Elu en 2017 à la tête de l'Equateur, Lenin Moreno avait d'abord accusé WikiLeaks d'avoir divulgué des informations sur sa vie privée. Celui qui se présente comme le sauveur de l'économie équatorienne, proche des principaux acteurs internationaux, qualifiait l'asile politique de Julian Assange de "caillou dans la chaussure". Depuis son élection, Lenin Moreno a réorganisé l'ensemble de la politique étrangère équatorienne de son prédécesseur et surtout renoué avec les autorités américaines jusqu'ici critiquées.
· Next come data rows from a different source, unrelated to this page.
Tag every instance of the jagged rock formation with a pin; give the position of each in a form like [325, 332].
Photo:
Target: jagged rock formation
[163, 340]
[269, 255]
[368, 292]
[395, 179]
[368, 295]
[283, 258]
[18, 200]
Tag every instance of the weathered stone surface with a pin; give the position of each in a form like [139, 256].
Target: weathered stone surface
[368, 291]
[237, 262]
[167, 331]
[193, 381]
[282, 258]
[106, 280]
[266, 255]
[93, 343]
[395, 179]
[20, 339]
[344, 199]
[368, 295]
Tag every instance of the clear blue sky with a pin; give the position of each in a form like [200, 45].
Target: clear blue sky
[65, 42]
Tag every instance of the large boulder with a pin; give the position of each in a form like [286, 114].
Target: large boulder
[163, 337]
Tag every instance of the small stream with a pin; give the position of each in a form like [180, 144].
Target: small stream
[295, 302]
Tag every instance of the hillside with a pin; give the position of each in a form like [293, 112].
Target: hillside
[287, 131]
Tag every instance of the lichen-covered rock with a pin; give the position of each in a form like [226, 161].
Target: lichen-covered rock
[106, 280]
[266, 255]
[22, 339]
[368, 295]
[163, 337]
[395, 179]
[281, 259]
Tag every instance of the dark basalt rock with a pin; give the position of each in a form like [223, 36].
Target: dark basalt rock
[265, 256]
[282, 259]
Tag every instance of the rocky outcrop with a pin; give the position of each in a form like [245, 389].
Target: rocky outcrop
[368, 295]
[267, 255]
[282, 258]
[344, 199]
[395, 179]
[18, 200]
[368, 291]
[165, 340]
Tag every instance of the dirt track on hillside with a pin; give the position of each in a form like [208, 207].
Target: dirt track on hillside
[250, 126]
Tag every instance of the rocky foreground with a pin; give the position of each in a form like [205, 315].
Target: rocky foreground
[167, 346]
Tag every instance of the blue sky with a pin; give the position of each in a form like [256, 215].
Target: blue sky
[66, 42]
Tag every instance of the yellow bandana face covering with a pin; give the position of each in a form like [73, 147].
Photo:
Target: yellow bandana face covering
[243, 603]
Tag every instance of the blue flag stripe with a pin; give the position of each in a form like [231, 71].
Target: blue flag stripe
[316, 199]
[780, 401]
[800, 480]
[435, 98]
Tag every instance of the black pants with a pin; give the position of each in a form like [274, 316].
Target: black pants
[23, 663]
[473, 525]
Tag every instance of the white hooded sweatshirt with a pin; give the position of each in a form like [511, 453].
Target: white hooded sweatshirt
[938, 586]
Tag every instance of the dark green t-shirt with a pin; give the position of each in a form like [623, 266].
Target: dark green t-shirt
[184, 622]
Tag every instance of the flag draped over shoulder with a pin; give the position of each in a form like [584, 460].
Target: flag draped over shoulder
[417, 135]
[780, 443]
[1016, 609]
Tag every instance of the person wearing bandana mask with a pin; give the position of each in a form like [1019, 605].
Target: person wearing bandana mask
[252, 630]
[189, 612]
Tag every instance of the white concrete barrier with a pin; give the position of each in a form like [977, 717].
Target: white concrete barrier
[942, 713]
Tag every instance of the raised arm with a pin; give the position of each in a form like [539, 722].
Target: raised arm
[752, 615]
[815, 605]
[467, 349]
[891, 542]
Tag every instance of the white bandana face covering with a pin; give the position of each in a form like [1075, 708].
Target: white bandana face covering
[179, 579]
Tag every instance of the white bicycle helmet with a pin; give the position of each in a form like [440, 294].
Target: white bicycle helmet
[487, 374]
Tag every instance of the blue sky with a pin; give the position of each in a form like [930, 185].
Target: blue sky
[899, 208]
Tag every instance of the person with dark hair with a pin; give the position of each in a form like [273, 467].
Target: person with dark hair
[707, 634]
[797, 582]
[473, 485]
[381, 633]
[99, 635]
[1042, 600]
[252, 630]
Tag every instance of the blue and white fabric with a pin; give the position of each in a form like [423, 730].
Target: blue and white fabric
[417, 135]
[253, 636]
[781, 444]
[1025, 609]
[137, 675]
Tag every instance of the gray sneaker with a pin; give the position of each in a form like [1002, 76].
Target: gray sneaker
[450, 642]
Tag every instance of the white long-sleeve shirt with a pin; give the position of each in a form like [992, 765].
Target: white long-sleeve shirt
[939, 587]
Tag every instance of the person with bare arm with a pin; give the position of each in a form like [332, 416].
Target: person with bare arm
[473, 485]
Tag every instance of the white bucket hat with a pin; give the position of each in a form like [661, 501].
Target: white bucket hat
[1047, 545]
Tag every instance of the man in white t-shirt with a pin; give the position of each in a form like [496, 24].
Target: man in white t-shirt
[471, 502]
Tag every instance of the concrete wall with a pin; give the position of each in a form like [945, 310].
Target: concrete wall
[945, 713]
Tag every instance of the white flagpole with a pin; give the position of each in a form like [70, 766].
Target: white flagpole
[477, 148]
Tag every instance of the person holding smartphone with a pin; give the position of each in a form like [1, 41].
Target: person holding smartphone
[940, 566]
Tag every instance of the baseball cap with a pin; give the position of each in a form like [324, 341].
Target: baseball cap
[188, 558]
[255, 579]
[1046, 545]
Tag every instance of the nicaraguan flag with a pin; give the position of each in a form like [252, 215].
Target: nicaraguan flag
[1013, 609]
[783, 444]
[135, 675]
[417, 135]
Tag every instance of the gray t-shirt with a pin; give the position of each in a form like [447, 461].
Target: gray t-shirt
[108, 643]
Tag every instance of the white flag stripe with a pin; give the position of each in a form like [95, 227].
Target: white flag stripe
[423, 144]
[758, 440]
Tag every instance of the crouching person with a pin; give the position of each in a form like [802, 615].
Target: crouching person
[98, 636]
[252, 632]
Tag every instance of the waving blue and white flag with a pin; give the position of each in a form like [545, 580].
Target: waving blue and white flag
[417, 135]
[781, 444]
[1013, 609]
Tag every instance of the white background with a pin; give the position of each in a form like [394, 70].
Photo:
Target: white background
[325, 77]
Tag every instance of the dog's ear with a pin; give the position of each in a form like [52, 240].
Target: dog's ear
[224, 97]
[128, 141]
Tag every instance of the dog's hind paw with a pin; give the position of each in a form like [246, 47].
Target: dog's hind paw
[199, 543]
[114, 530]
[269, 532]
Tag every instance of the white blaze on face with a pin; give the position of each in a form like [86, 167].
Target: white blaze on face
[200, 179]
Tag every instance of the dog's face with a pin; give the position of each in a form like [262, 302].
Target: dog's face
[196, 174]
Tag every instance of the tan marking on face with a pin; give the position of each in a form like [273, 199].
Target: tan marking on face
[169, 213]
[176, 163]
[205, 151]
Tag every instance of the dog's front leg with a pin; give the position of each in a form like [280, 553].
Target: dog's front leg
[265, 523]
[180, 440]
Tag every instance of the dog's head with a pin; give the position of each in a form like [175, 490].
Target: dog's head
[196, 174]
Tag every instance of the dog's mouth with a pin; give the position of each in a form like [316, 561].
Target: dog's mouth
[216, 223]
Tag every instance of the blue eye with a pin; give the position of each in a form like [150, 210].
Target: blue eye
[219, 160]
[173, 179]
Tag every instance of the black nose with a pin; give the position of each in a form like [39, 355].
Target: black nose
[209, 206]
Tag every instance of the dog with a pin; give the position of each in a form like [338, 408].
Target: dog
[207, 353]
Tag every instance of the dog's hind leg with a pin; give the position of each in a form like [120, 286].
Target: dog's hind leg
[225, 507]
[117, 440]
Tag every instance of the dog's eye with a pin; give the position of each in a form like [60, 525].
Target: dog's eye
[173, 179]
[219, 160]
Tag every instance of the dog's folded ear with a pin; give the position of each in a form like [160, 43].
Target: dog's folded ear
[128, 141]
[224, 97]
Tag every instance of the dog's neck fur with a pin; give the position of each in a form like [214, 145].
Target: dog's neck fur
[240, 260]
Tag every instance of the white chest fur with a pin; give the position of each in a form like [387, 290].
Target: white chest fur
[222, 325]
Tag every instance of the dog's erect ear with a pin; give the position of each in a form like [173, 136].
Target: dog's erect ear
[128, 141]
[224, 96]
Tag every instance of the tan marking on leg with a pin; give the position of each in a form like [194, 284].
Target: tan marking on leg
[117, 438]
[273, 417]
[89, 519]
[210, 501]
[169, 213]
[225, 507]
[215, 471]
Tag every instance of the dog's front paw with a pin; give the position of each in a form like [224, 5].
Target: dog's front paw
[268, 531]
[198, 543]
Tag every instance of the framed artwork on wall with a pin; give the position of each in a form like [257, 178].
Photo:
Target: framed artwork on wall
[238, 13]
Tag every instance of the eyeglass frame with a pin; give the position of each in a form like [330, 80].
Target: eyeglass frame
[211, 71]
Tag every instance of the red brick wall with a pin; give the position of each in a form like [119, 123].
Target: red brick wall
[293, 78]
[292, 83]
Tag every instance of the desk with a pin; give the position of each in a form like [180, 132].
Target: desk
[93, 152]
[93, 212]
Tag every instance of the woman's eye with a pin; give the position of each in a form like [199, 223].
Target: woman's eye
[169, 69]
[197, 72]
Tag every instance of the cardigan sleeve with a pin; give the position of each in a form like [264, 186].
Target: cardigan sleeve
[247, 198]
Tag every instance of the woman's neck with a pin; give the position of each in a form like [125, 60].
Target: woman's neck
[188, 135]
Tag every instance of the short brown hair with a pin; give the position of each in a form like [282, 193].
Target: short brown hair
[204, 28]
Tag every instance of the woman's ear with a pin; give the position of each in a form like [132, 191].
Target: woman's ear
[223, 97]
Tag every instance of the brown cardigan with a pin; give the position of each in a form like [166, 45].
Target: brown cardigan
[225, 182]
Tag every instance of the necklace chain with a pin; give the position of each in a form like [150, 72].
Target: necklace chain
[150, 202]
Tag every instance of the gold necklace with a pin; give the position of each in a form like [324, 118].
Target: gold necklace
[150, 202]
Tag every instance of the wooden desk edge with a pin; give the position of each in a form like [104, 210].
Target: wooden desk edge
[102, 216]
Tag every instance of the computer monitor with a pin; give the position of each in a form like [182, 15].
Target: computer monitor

Parallèlement, l'Equateur a obtenu, en février 2019, 10,2 milliards de dollars de crédits de la part du Fonds monétaire international (FMI) et de la Banque mondiale. "Nous allons recevoir plus de 10 milliards de dollars à des taux inférieurs à 5% en moyenne", avait déclaré le chef de l'Etat équatorien. Lenin Moreno a en effet renoué les relations avec le FMI qu'avait rompues son prédécesseur Rafael Correa.

Si la Grande-Bretagne décidait de livrer Julian Assange aux Etats-Unis - fondateur d'une maison d'édition en ligne qui diffuse les révélations de lanceurs d'alerte tels Daniel Ellsberg ou Edward Snowden - il risquerait la peine de mort pour espionnage.